His main point was that it is the settlements, not the settlers, that is producing the heart breaking military policies of the IDF. For example he explained that it was not the settlers that closed Shahouda street to all Palestinian travel and commercial activity, but rather the IDF.

The first photo shows the main food market of Hevron, permanently shuttered by the IDF and graffitied with stars of david by the settlers. The second shows the meat market, which was bulldozed by the IDF after the murder of ten month old Shalhevet Pass by a Palestinian sniper.

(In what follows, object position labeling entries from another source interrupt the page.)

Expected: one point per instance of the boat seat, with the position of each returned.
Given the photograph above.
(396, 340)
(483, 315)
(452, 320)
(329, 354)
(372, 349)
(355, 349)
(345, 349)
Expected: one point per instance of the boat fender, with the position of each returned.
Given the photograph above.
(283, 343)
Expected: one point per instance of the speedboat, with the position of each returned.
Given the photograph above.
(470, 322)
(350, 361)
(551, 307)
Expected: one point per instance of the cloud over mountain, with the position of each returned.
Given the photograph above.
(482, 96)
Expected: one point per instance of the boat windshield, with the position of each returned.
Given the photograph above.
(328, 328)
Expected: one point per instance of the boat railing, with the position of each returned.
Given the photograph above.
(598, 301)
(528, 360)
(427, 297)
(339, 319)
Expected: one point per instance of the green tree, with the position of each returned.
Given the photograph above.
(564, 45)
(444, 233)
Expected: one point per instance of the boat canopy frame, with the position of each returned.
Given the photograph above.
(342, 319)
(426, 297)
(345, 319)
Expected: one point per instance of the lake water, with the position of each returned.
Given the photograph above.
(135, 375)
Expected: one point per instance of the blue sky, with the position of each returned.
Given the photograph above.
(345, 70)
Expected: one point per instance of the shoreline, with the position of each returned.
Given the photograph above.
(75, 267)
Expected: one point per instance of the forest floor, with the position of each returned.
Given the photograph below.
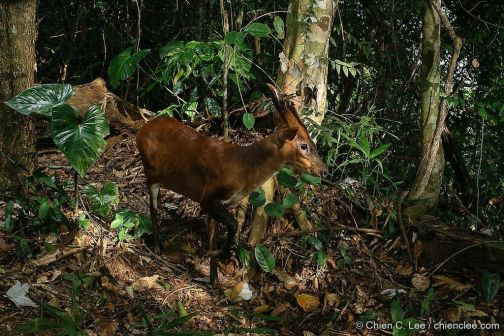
(119, 286)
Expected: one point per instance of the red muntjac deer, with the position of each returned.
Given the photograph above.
(212, 172)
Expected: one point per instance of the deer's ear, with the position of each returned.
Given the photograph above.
(287, 134)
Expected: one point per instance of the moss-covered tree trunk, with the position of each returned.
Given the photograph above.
(17, 68)
(424, 194)
(303, 64)
(304, 61)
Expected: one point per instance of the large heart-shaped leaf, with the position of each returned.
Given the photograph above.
(41, 98)
(80, 139)
(264, 258)
(124, 64)
(257, 29)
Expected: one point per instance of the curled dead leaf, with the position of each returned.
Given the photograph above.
(242, 291)
(288, 281)
(420, 282)
(444, 281)
(308, 302)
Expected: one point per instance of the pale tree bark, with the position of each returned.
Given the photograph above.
(17, 69)
(424, 194)
(303, 69)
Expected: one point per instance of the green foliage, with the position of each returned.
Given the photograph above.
(347, 260)
(165, 323)
(320, 254)
(264, 258)
(490, 284)
(257, 29)
(79, 138)
(355, 149)
(124, 64)
(102, 201)
(41, 99)
(257, 197)
(40, 207)
(426, 303)
(402, 326)
(130, 225)
(274, 209)
(279, 26)
(248, 120)
(65, 322)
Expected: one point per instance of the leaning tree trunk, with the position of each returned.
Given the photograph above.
(17, 68)
(303, 68)
(424, 194)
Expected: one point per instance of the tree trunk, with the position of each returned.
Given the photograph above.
(17, 69)
(304, 61)
(424, 194)
(303, 68)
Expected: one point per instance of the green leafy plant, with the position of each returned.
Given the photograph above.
(104, 199)
(64, 322)
(124, 64)
(320, 254)
(426, 303)
(80, 138)
(402, 326)
(130, 225)
(165, 323)
(264, 258)
(286, 178)
(490, 284)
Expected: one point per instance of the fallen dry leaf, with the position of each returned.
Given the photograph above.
(242, 291)
(420, 282)
(262, 309)
(144, 283)
(288, 281)
(308, 302)
(444, 281)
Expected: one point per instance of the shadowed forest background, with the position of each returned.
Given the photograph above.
(404, 100)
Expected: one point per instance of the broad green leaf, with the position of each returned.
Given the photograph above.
(290, 200)
(244, 256)
(43, 209)
(264, 258)
(396, 311)
(286, 179)
(79, 138)
(275, 209)
(9, 220)
(490, 284)
(248, 120)
(315, 242)
(426, 303)
(103, 200)
(321, 258)
(41, 98)
(234, 38)
(377, 151)
(257, 29)
(257, 197)
(212, 106)
(190, 108)
(124, 64)
(279, 26)
(311, 179)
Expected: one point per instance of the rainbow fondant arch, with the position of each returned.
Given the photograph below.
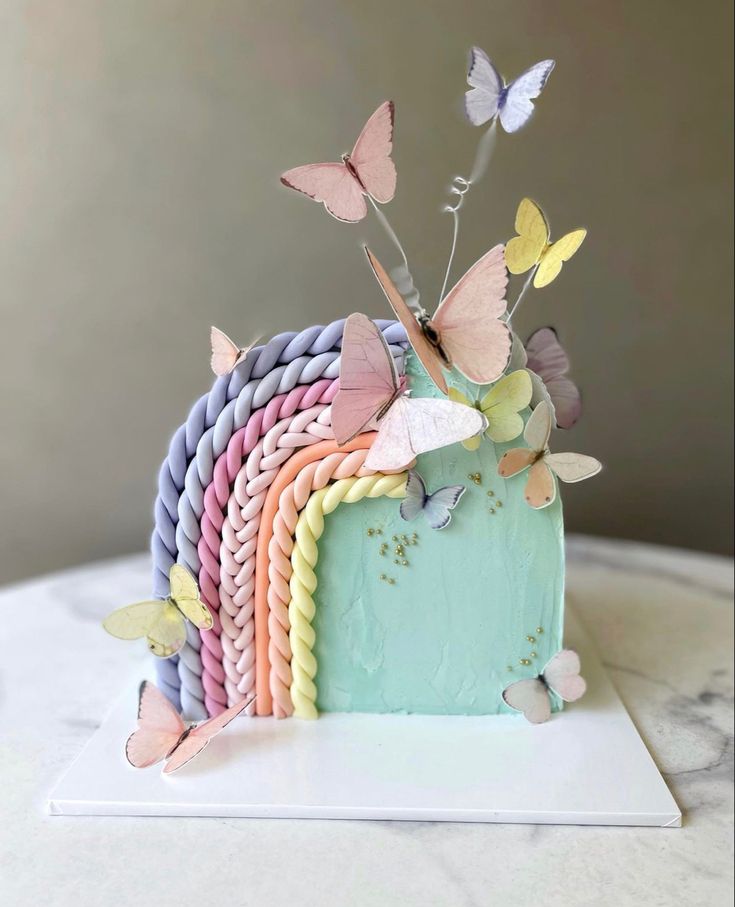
(277, 399)
(242, 501)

Perhaps the most moving part of the tour was a visit to the home of Hani, a Palestinian man pictured below whose grandfather rescued Jews during the 1929 massacre of Jews in Hevron. Hani, without any bitterness or anger, described the terrible hardships his family has endured by living in the H-2 region of Hevron. Just one of the many stories – after his grandfather had died in the hospital, an ambulance brought his body back to his home. A group of settlers encircled the ambulance and began to dance and throw candy at the vehicle, celebrating the death of this Palestinian and singing out that they wished Hani’s entire family would die quickly.


What he said next will remain with me forever – he said that he explained to his children that the settlers who attack and oppress the Palestinians may be Israelis but they aren’t really Jews, since the violence and contempt for life embraced by these settlers does not embody Jewish values. Rejecting a path of hate and violence, Hani has joined Yehuda to form a Jewish/Arab peace group called Bnei Avraham (Children of Abraham) because he wants his children to develop friendships with Jews who respect and care for them.

Hillel taught: “In a place where there are no men, strive to be a man.”